Retail investors who don’t use advisors can purchase DFA ETFs, but if they visit the firm’s website to find an ETF they will be directed to the “Find an Advisor” tab, to direct them back to an advisor, Butler said.

ETF Launches

DFA, which is one of the last of the major asset managers to add ETFs, launched three active ETFs last fall, converted four mutual funds to ETFs in June and expects to add two more conversions in September. Its U.S. Core Equity ETF (DFAU), introduced in November, has amassed $1 billion in assets since then.

“People will sometimes ask, ‘What does this mean for Dimensional? Have you changed your strategy in terms of working with advisors?’ and the answer is absolutely not,” said Butler.

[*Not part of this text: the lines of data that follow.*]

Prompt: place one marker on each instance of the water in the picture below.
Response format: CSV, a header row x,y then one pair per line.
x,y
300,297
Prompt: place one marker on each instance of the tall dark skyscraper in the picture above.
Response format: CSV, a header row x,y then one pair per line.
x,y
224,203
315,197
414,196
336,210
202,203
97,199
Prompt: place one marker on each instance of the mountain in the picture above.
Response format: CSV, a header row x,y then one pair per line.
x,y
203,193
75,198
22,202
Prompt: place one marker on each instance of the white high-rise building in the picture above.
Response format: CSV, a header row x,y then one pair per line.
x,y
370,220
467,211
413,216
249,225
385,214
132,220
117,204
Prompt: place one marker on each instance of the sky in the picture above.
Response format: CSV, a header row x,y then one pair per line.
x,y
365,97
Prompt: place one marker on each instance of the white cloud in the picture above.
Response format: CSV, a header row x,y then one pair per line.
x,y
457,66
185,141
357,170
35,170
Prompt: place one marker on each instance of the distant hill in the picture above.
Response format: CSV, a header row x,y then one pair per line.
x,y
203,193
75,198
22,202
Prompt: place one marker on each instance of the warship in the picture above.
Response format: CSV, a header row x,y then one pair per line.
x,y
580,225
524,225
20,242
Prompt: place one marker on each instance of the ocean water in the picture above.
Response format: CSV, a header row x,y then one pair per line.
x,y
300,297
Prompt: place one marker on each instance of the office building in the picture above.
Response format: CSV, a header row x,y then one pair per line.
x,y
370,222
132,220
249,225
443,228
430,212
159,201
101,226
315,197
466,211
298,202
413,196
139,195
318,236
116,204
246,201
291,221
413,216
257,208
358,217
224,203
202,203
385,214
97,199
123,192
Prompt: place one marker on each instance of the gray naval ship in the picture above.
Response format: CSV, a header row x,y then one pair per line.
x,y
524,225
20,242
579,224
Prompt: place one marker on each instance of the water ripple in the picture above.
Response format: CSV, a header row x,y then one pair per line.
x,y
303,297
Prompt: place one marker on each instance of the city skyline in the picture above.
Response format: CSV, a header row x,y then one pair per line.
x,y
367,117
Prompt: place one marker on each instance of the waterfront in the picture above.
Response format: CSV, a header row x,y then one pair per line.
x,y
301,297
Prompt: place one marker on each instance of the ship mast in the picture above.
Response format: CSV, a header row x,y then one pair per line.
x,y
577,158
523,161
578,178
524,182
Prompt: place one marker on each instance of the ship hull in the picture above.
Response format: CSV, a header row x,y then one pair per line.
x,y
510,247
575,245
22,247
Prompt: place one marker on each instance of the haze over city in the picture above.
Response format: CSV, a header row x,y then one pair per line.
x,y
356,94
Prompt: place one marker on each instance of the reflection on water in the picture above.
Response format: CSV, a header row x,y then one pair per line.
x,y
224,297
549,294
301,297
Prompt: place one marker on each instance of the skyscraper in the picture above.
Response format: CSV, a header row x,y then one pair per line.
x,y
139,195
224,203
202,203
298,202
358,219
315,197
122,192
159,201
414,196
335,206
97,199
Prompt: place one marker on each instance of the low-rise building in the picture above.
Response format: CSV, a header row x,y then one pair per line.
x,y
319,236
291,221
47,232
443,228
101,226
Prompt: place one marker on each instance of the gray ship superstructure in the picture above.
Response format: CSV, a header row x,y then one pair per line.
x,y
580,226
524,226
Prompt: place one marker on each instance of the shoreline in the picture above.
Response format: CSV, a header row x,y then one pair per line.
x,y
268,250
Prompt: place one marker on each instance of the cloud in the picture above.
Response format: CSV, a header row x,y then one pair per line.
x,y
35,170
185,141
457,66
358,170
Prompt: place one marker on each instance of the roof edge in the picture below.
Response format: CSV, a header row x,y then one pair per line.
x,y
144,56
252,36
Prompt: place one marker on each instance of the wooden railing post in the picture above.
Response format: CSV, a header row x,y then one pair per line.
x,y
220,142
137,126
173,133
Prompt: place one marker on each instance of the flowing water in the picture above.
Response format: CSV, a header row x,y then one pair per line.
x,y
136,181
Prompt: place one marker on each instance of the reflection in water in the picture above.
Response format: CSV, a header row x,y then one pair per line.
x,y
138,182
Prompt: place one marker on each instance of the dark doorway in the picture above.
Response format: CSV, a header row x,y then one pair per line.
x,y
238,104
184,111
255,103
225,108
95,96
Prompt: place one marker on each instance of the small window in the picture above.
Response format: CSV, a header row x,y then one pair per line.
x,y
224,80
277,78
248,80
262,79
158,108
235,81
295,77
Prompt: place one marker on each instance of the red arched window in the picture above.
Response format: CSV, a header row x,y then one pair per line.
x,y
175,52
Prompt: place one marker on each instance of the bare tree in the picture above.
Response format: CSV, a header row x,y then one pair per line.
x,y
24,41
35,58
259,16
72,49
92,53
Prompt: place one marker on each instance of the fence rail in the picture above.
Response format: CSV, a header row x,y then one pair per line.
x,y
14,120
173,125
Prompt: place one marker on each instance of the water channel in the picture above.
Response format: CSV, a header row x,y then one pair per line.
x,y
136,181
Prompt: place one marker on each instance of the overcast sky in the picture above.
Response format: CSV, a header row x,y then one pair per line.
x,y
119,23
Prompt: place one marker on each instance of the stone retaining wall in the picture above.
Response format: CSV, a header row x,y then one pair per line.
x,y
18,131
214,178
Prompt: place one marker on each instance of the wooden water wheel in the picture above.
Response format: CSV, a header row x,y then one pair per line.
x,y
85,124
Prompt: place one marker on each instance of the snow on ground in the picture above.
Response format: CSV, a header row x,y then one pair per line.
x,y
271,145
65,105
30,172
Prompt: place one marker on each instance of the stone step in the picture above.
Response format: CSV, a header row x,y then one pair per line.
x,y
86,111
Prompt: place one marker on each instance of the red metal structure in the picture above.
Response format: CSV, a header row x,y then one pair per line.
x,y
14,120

Adding ETFs “was not an attempt for us to go into the direct individual investor space,” he added.

While advisors’ requests drove DFA to add ETFs, the SEC’s new ETF rule was key to making that happen. The rule provides greater flexibility for the construction of in-kind baskets of securities and assets that ETFs use to purchase and redeem large aggregations of shares (creation units). “Once that ruling and ability to do custom baskets came around in September 2019 that’s when we said yes, we’re going to move forward and provide these advisors something we think they want for their practices,” Butler said.

Betterment Offerings, Managed Accounts

ETFs are not the only recent initiative DFA is using to serve advisors who, according to Butler, want more customization and low-cost diversification in investment products for their clients.

DFA recently joined Betterment for Advisors, becoming the first asset manager to offer mutual funds on the platform.

“A number of advisors using Betterment for their smaller client solutions asked us to be on there so they could mimic their offerings to smaller clients the offerings they had for larger clients,” Butler said.

DFA is also developing a special managed account product that will require a strikingly low minimum compared to its current SMA offerings — around $500,000 rather than $20 million and higher.

“We’re in the beta phase [and] probably by the third quarter we’ll be in a position to be able to offer that to advisors on a more systematic basis,” Butler said.

Also this fall, DFA will be the first asset manager included in Morningstar’s new advisor-managed accounts platform, which expands its current Morningstar Retirement Manager to include advisors working in that universe.

Will Asset Outflows Reverse?

Time will tell whether any or all of these initiatives will help DFA reverse asset outflows, which totaled $37 billion, or 8.3% of assets, in 2020 and $11.6 billion for the first half of 2021, according to Morningstar Direct.

The firm’s three ETFs launched in late 2020 have so far added $1.52 billion through June 30, 2021, according to Morningstar Direct and DFA remains among the top 10 asset managers that Morningstar tracks — it’s No. 10.

Total return of those ETFs and the four ETFs that were converted from mutual funds have averaged 16.81% year-to-date through June 30, compared with a 9.90% average return for the firm’s mutual funds, according to Morningstar Direct.

The firm’s investment approach, based on the research of economist Eugene Fama and finance professor Kenneth French, tilts toward small-cap stocks and value stocks. It has served it well this year and much of last year, but that wasn’t the case in many prior years when growth stocks, especially large-cap growth stocks, outperformed.

“Last year was a good year for value; March to March was incredible,” said Butler. “The market beats T-bills over time, small-caps beat large-cap stocks over time, value beats growth, but there’s also a big amount of dispersion and volatility around those results … We think the future going forward with advisors and with their clients is as strong as it’s ever been.”

And the addition of ETFs to the firm’s fund lineup will help. ETF inflows just set a new record — $505 billion as of July 26, breaking the previous $504 billion record set for all of 2020, according to Todd Rosenbluth, head of ETF and mutual fund research at CFRA.

“Dimensional Funds’ efforts to appeal to ETF investors through new products and converting preexisting mutual funds will help to limit and likely over time stop the outflows as the firm appeals to a broader more cost conscious investor base,” said Rosenbluth.